= Tsurara-onna =

Japanese folk tale

Tsurara-onna (つらら女, "icicle woman") is a Japanese folktale about an icicle that became a woman, so it is often confused with yuki-onna.

==Summary==
A single man was looking at the icicles hanging under the eaves of his home and sighed saying "I'd like a wife as beautiful as these icicles," and just as he wished, a beautiful woman appeared who wanted to be his wife. This woman was an incarnation of an icicle, and there are variations on how this plays out.

- Aomori Prefecture, Niigata Prefecture, and Tōhoku region
They are also called shigama-nyōbō or tsurara-nyōbō (氷柱女房). The woman and man became husband and wife, but for some reason the woman was reluctant to go in a bath. The man made the woman go into the bath, but the woman would not come out of the bath even after a while. Out of worry, the man peeked into the bathroom, but there was no sight of the woman, only fragments of ice floating in the bathtub.
- Akita Prefecture
It has similarities to the above, but only the Akita version is not a story about a woman appearing to a man and wishing to marry.
On a night of great snow, a woman came to visit the house of a couple, and requested to have lodging. The couple kindly granted this.
Several days continued of snow that was too heavy for anyone to go outside, so the woman continued staying at that house. The couple tried to be considerate by warming the bath, but the woman did not want to go in at all. However, unable to completely refuse the couple's recommendation, the woman sorrowfully went into the bath. After that, the woman wouldn't come out of the bath even after a while.
The couple was worried, and when they peeked into the bath, there was no sight of the woman, only a single icicle hanging from the roof.
- Other
The woman who suddenly appeared married the man, but when spring came, the woman disappeared. The man felt sad thinking that the woman ran away from him, but within a year married another woman.
Another winter came. The woman came to the man once again. The woman became so angry that the man married again, that the woman turned her appearance into that of an icicle and stabbed him to death.

==Similar folktales==
In many places, there are similar folktales about how a single man charmed by the beauty of icicles would have a woman suddenly appear wishing to be his wife who in the end was actually an icicle, and how those stories play out in the end differ.

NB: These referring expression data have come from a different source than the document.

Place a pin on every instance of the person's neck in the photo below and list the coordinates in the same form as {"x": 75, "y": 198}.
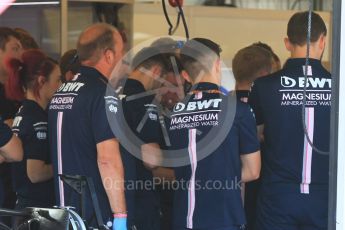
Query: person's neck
{"x": 99, "y": 67}
{"x": 209, "y": 79}
{"x": 301, "y": 51}
{"x": 243, "y": 86}
{"x": 40, "y": 101}
{"x": 142, "y": 78}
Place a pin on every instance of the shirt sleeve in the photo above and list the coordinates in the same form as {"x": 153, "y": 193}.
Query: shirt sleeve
{"x": 249, "y": 142}
{"x": 254, "y": 102}
{"x": 36, "y": 143}
{"x": 103, "y": 105}
{"x": 149, "y": 129}
{"x": 5, "y": 134}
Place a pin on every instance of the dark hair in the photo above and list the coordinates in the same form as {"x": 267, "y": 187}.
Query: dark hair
{"x": 199, "y": 54}
{"x": 27, "y": 41}
{"x": 297, "y": 28}
{"x": 275, "y": 57}
{"x": 69, "y": 62}
{"x": 249, "y": 61}
{"x": 148, "y": 57}
{"x": 92, "y": 50}
{"x": 5, "y": 34}
{"x": 23, "y": 74}
{"x": 169, "y": 49}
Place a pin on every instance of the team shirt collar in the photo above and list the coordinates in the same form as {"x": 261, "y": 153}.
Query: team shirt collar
{"x": 34, "y": 105}
{"x": 90, "y": 71}
{"x": 293, "y": 62}
{"x": 202, "y": 86}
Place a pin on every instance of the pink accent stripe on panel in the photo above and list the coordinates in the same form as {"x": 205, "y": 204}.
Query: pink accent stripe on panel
{"x": 307, "y": 151}
{"x": 59, "y": 135}
{"x": 191, "y": 187}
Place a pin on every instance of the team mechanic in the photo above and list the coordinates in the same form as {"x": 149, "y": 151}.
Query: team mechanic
{"x": 10, "y": 145}
{"x": 142, "y": 117}
{"x": 294, "y": 191}
{"x": 236, "y": 158}
{"x": 82, "y": 141}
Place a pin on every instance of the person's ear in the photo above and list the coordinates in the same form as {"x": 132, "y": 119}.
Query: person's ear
{"x": 322, "y": 42}
{"x": 41, "y": 81}
{"x": 109, "y": 56}
{"x": 185, "y": 76}
{"x": 288, "y": 44}
{"x": 156, "y": 71}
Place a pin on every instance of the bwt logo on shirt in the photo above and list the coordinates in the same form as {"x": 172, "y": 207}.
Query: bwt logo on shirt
{"x": 197, "y": 105}
{"x": 70, "y": 87}
{"x": 41, "y": 135}
{"x": 314, "y": 82}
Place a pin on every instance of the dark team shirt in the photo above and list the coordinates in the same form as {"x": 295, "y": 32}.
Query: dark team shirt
{"x": 242, "y": 95}
{"x": 8, "y": 108}
{"x": 30, "y": 124}
{"x": 207, "y": 121}
{"x": 141, "y": 115}
{"x": 77, "y": 123}
{"x": 5, "y": 133}
{"x": 289, "y": 160}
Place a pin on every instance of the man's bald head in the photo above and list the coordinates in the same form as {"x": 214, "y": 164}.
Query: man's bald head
{"x": 94, "y": 40}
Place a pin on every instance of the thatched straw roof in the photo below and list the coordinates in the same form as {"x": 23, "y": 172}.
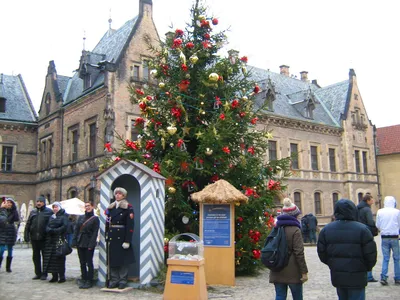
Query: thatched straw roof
{"x": 219, "y": 192}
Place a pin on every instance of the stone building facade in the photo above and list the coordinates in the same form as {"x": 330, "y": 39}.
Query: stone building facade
{"x": 326, "y": 127}
{"x": 388, "y": 160}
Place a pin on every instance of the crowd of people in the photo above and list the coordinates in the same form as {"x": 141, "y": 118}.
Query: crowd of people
{"x": 346, "y": 245}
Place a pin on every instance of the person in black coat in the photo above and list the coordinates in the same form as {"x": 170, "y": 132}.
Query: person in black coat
{"x": 349, "y": 250}
{"x": 85, "y": 239}
{"x": 35, "y": 232}
{"x": 56, "y": 229}
{"x": 8, "y": 234}
{"x": 119, "y": 228}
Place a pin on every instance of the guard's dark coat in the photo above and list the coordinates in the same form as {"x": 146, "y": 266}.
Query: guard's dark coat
{"x": 122, "y": 217}
{"x": 85, "y": 236}
{"x": 56, "y": 228}
{"x": 35, "y": 228}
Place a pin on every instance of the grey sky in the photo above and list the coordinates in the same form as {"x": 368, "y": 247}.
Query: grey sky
{"x": 325, "y": 38}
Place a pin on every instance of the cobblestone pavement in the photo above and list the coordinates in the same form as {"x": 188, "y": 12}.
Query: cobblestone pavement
{"x": 19, "y": 285}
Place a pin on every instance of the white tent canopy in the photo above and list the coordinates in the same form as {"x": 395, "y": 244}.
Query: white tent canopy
{"x": 73, "y": 206}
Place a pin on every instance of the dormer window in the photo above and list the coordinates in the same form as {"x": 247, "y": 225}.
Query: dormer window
{"x": 308, "y": 110}
{"x": 87, "y": 81}
{"x": 2, "y": 105}
{"x": 47, "y": 103}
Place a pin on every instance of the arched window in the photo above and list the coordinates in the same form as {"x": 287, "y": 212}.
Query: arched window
{"x": 360, "y": 196}
{"x": 297, "y": 200}
{"x": 72, "y": 193}
{"x": 317, "y": 203}
{"x": 335, "y": 198}
{"x": 47, "y": 103}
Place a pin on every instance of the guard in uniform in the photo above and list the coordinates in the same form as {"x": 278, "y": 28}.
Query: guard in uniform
{"x": 119, "y": 229}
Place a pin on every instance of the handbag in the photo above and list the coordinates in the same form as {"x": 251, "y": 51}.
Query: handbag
{"x": 63, "y": 248}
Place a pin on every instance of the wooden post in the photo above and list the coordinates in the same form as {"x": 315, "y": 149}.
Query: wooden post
{"x": 218, "y": 235}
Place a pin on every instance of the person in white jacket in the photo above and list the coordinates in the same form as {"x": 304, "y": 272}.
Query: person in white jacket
{"x": 388, "y": 223}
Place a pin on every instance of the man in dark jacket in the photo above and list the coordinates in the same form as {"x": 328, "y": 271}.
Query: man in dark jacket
{"x": 35, "y": 232}
{"x": 349, "y": 250}
{"x": 365, "y": 217}
{"x": 119, "y": 237}
{"x": 85, "y": 239}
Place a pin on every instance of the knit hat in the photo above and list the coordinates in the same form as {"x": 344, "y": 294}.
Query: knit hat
{"x": 290, "y": 208}
{"x": 41, "y": 199}
{"x": 56, "y": 204}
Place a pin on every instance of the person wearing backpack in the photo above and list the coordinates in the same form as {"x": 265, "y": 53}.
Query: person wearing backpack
{"x": 295, "y": 273}
{"x": 348, "y": 248}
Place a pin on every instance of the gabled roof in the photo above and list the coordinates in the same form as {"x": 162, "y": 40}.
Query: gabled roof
{"x": 110, "y": 48}
{"x": 19, "y": 106}
{"x": 289, "y": 92}
{"x": 388, "y": 140}
{"x": 334, "y": 98}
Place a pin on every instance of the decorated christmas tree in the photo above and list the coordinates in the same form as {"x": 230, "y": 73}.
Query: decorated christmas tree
{"x": 199, "y": 124}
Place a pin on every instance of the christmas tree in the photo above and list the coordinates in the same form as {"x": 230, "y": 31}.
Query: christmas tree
{"x": 199, "y": 125}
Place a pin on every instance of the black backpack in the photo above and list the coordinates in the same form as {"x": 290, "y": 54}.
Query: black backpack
{"x": 275, "y": 253}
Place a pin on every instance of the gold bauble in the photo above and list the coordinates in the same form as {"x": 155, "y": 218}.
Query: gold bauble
{"x": 193, "y": 59}
{"x": 213, "y": 77}
{"x": 208, "y": 151}
{"x": 171, "y": 129}
{"x": 171, "y": 190}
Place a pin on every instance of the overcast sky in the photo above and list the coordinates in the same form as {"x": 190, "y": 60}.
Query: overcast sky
{"x": 325, "y": 38}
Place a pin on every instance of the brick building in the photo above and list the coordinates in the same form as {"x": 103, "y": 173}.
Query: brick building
{"x": 327, "y": 127}
{"x": 388, "y": 159}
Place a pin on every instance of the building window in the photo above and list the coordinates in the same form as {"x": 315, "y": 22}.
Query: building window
{"x": 277, "y": 200}
{"x": 335, "y": 198}
{"x": 74, "y": 145}
{"x": 134, "y": 131}
{"x": 92, "y": 139}
{"x": 365, "y": 161}
{"x": 314, "y": 157}
{"x": 91, "y": 195}
{"x": 272, "y": 150}
{"x": 72, "y": 193}
{"x": 6, "y": 158}
{"x": 146, "y": 72}
{"x": 297, "y": 199}
{"x": 294, "y": 155}
{"x": 357, "y": 161}
{"x": 317, "y": 203}
{"x": 2, "y": 105}
{"x": 47, "y": 103}
{"x": 332, "y": 159}
{"x": 360, "y": 197}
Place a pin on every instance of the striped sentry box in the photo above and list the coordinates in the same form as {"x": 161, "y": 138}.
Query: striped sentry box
{"x": 152, "y": 195}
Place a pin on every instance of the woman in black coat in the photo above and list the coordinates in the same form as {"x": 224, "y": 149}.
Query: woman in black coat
{"x": 56, "y": 229}
{"x": 8, "y": 234}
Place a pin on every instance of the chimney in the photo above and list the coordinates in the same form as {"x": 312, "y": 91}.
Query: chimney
{"x": 146, "y": 8}
{"x": 304, "y": 76}
{"x": 284, "y": 70}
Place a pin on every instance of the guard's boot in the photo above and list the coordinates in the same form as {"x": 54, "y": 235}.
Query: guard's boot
{"x": 8, "y": 264}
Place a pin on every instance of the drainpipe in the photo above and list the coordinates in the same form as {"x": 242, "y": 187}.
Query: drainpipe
{"x": 377, "y": 173}
{"x": 62, "y": 150}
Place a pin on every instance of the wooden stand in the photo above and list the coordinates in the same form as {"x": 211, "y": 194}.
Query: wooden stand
{"x": 220, "y": 261}
{"x": 185, "y": 280}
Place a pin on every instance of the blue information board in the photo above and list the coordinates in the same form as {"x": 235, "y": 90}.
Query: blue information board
{"x": 217, "y": 225}
{"x": 178, "y": 277}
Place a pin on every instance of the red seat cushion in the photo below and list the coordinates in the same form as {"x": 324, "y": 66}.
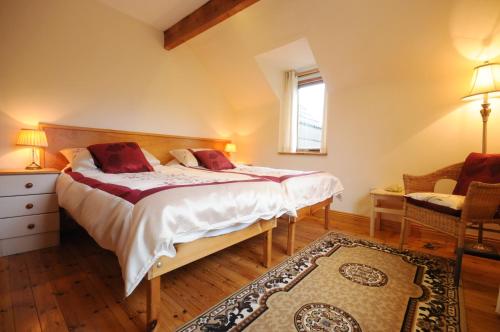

- Echigo Province (now Niigata Prefecture)―"Kanekori-jorō"
The woman who suddenly appeared married the man, but when spring came, the woman disappeared. The man felt sad thinking that the woman ran away from him, but unable to bear the disadvantages of living alone, he married another woman.
Another winter came. There was a large icicle hanging under the eaves. The man said it was an obstruction to movement, so he went to break off the icicle. The wife that was in the house heard the man's scream. Out of surprise, she went outside and found the man impaled to death through the neck by an icicle.

- Yamagata Prefecture―"Suga-jorō"
It was during a marriage ceremony. The woman went to the kitchen to warm some alcohol, but wouldn't return after a while. Unable to wait any longer, the man went to the kitchen but did not see a woman there, only a soaked kimono. The woman incarnation of an icicle was melted by the heat of the kitchen.